President Hugo Chavez has tremendous support from the poor and disenfranchised. Like Salvador Allende in Chile during the 1970’s, he promised a ‘bloodless revolution’, to address the inequities between rich and poor. He also thumbed his nose at Mr Bush by inviting Fidel Castro to visit, and by visiting Saddam Hussein in Iraq. Not a wise move unless, of course, you supply 15% of the United State’s oil.
Venezuela’s oil power is a two-edged sword. If the US weren’t so caught up with Iraq and North Korea,Venezuela would be due for the kind of monkey business that caused the overthrow of Allende. However, Mr Bush has more pressing issues, at least for the near future.

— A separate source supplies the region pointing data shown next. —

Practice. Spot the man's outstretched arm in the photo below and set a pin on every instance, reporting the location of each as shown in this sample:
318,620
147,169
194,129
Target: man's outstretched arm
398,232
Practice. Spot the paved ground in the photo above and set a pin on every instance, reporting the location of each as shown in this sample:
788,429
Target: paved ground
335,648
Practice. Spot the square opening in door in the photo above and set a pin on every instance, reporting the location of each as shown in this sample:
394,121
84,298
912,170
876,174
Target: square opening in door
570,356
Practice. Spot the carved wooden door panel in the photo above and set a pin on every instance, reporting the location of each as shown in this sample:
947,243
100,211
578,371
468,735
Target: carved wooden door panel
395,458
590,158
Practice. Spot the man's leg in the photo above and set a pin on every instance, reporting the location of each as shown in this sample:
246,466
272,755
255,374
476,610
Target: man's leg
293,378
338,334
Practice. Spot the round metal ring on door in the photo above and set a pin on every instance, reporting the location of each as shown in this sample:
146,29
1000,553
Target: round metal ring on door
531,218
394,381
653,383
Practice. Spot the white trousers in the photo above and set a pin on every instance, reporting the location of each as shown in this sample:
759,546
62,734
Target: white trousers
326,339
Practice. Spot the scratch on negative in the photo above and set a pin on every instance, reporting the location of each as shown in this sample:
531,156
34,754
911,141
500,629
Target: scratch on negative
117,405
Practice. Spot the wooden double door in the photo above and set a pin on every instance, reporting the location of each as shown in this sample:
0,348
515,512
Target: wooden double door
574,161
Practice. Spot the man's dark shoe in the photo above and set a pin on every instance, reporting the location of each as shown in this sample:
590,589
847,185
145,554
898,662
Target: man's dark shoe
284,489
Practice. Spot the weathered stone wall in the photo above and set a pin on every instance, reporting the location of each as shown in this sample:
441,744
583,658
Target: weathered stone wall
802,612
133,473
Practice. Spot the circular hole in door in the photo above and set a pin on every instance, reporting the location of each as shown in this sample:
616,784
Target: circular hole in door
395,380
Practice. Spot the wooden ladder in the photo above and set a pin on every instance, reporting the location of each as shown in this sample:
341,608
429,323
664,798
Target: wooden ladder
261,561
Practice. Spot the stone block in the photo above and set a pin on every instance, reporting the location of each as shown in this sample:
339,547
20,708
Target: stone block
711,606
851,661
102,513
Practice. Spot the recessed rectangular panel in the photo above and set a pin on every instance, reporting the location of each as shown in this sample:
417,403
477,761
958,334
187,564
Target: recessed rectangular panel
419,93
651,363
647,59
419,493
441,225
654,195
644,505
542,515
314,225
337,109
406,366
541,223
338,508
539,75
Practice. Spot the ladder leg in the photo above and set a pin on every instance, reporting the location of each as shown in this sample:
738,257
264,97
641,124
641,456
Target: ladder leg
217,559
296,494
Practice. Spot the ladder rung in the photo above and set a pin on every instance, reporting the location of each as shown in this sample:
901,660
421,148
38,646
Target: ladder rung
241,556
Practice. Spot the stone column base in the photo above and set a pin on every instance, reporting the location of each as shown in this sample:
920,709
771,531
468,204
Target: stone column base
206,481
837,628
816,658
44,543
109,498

If (or, perhaps when) we go to war with Iraq, we will loose more oil (yes, we’re Iraq’s biggest customer, accounting for 70% of its exports). So if the Venezuelan strike goes on, we will be losing more oil than OPEC can cover by extra production.This is the real Achilles heel for the US.
And, here’s another interesting set of facts. Our oil refineries on the Gulf coast are set up to take Mexican and Venezuelan crude. Switching over to crude oil from the Middle East takes about three weeks and costs many millions of dollars, which the oil companies are loathe to spend. And oil coming from the Middle East takes six weeks to arrive, while crude oil from Venezuela takes only a week.
According to some analysts, an oil shortage of this magnitude will result in a world- wide recession to rival the slump of the 1930’s… to say nothing of putting an end to the SUV craze.That might just be the one bright spot in this whole scenario!
Being a pacifist – and very much against going to war to satisfy the vendetta of a spoiled fraternity boy – I am much troubled by the Iraq question. Maybe we (the world community, not the lone US cowboy), should put an end to the regime of Saddam Hussein to avoid a real bloodbath in the future?
Ask yourself this question; if we could have stopped Hitler in 1935, would it not have been better than waiting until 1940? Surely, the regime of Saddam Hussein is as bad as Hitler’s? They have invaded other countries, gassed their own civilians, and done unspeakable things to maintain power. Given the chance they would do far greater harm to the world, and the policy of containment only seems to have prolonged their end goal.
For a country totally dependent on oil imports, like the USA, war could be serious. And the prospect of a global recession should certainly be considered when decided whether to go to war. But can we, as civilised people, not do more to avoid some of the mistakes we made in the last century? Can we really afford to let this regime of tyranny fester within its borders? Is the regime of Hussein a cancer that could spread? I’m damned if I have the answer, but I’m not sure I will let my antipathy for Mr Bush and his antics cloud the real picture.